Toutefois, il ne faut perdre de vue que l’Islam a fait l’objet de plusieurs critiques virulentes. En abordant la question de la religion de différentes manières, Driss Chraïbi a retracé l’Histoire sainte de l’Islam au Maghreb dans ses deux romans La Mère du Printemps (1982) et Naissance à l’aube (1986) en s’arrêtant sur la conquête de l’Ifriqiyya par Oqba ibn Nafi et la conquête de l’Andalousie par Tariq Ibn Ziad. Dans un autre roman Le Passé simple (1954), Driss Chraïbi s’est révolté contre « un Islam devenu social » en s’attaquant aux pratiques religieuses ancestrales. Abdelkébir Khatibi qui aborde l’Islam comme un élément essentiel d’une identité mixte et hybride, a craché, dans La Mémoire tatouée (1984), sa colère contre l’ordre religieux établi tout comme Tahar Ben Jelloun qui a subverti la parole de Dieu dans Les Cicatrices du soleil (1972) et Mourad Bourbonne qui a inauguré un discours anti- coran dans Le Muezzin (1968). Si Rachid Boudjedra a dénoncé violemment l’Islam dans son roman La Répudiation (1969) en le considérant comme « un alibi permanent », Kateb Yacine a vivement critiqué dans Nedjma (1956), un Islam patriarcal soumis aux lois draconiennes du colonisateur. Il en résulte donc que les écrivains maghrébins ont des perceptions controversées sur l’Islam qui se développent dans un espace iconoclaste où toute bigotterie est fortement dénoncée.
La foi musulmane s’impose alors comme un sujet épineux qui s’associe à la problématique de la construction de l’identité arabo-musulmane dans une société en pleine tension politique et idéologique.

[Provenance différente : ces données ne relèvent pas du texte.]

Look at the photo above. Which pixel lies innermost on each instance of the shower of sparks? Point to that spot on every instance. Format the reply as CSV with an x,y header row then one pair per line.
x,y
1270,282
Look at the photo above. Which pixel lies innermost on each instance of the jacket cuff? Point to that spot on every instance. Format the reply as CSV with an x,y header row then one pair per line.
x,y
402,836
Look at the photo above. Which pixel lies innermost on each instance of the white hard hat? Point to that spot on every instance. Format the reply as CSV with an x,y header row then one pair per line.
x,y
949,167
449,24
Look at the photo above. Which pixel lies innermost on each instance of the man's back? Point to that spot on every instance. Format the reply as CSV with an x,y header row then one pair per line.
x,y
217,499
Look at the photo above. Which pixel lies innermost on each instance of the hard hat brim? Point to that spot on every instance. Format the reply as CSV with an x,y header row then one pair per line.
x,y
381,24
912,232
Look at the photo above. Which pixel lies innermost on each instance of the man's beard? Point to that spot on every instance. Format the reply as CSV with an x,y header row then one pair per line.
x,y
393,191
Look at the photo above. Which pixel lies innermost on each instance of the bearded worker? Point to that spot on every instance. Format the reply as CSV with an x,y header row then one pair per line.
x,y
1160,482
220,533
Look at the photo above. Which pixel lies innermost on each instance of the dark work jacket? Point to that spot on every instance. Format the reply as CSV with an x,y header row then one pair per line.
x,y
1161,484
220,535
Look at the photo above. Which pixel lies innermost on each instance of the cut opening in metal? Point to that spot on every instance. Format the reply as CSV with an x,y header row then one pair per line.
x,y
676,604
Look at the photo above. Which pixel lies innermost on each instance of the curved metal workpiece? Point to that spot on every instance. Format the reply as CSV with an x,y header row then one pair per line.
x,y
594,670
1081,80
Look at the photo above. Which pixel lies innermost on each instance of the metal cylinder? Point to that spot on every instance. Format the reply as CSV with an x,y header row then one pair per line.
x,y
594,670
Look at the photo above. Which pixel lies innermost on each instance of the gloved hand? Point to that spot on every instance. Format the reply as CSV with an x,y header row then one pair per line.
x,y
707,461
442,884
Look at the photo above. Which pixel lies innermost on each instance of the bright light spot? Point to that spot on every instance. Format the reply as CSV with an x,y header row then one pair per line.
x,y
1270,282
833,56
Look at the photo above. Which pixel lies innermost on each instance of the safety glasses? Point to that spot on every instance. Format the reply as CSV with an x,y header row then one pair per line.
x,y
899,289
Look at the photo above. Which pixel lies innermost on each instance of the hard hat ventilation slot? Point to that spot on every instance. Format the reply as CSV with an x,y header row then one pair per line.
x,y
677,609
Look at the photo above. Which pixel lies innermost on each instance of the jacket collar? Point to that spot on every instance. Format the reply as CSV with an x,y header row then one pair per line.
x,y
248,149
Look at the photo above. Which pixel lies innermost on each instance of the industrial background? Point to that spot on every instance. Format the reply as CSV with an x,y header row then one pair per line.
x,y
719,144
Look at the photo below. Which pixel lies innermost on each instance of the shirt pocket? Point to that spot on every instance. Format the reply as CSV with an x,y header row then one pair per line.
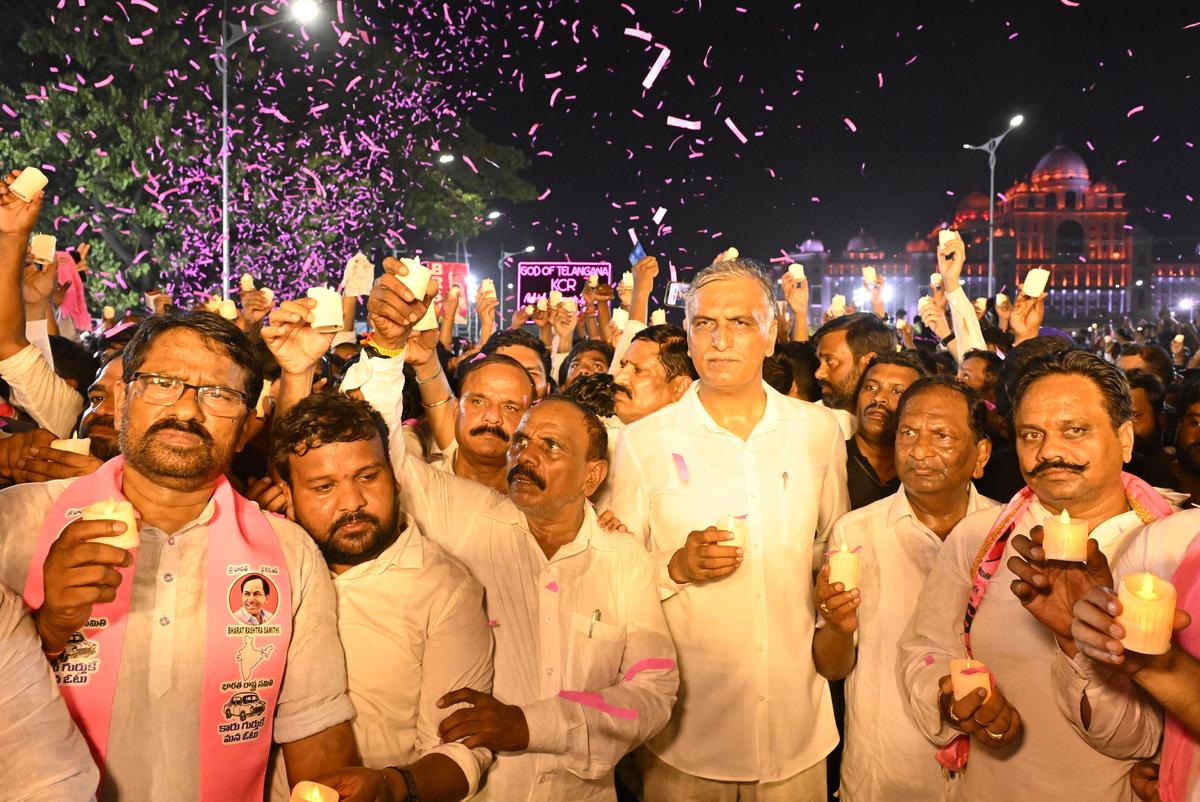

Dans cet ordre d’idées, l’intégrisme religieux qui a frappé l’Algérie dans les années 90 après la défaite du Groupe islamique armé (GIA), a poussé bon nombre d’écrivains comme Yasmina Khadra, Tahar Djaout et Rachid Mimouni, à s’insurger contre toute atteinte portée à l’Islam : « Ainsi, des plumes et des voix ont vivement réagi à travers des écrits qui se réfèrent directement à la nouvelle réalité politique du pays emporté dans le grand délire de la montée des extrémistes. Ceci dit, l’intégrisme apparaît comme paradigme de l’événement et comme thématique d’œuvres littéraires algériennes » (Redouane, 2013 : 41). Il sied d’ajouter que l’escalade des conflits entre les musulmans et les chrétiens qu’a connue le monde après les attentats du 11 septembre 2001, a affûté le roseau d’une cohorte de romanciers comme Aïssa Khelladi dans Rose d’abîme (1998) ou Mourad Djebel dans Les sens interdits (2001) qui se sont indignés sans complaisance contre le rejet de l’Islam. Le sentiment d’hostilité éprouvé contre la communauté musulmane à travers des actes violents et impétueux comme les attentats contre les mosquées, les caricatures du Prophète et la transgression des lois islamiques, émane de la volonté de semer la discorde dans les milieux sociopolitiques et de favoriser le sectarisme. Endiguer les sources de la haine religieuse par le médium de la littérature, c’est éteindre les braises des conflits qui ne cessent de s’enflammer. Dans cette optique, la représentation de l’Islam dans le roman maghrébin francophone ouvre un large champ de réflexion sur comment interpréter l’intégration du religieux dans le récit fictionnel. Question pertinente à laquelle tentera de répondre cet ouvrage collectif afin de mieux expliciter les liens entre littérature et religion.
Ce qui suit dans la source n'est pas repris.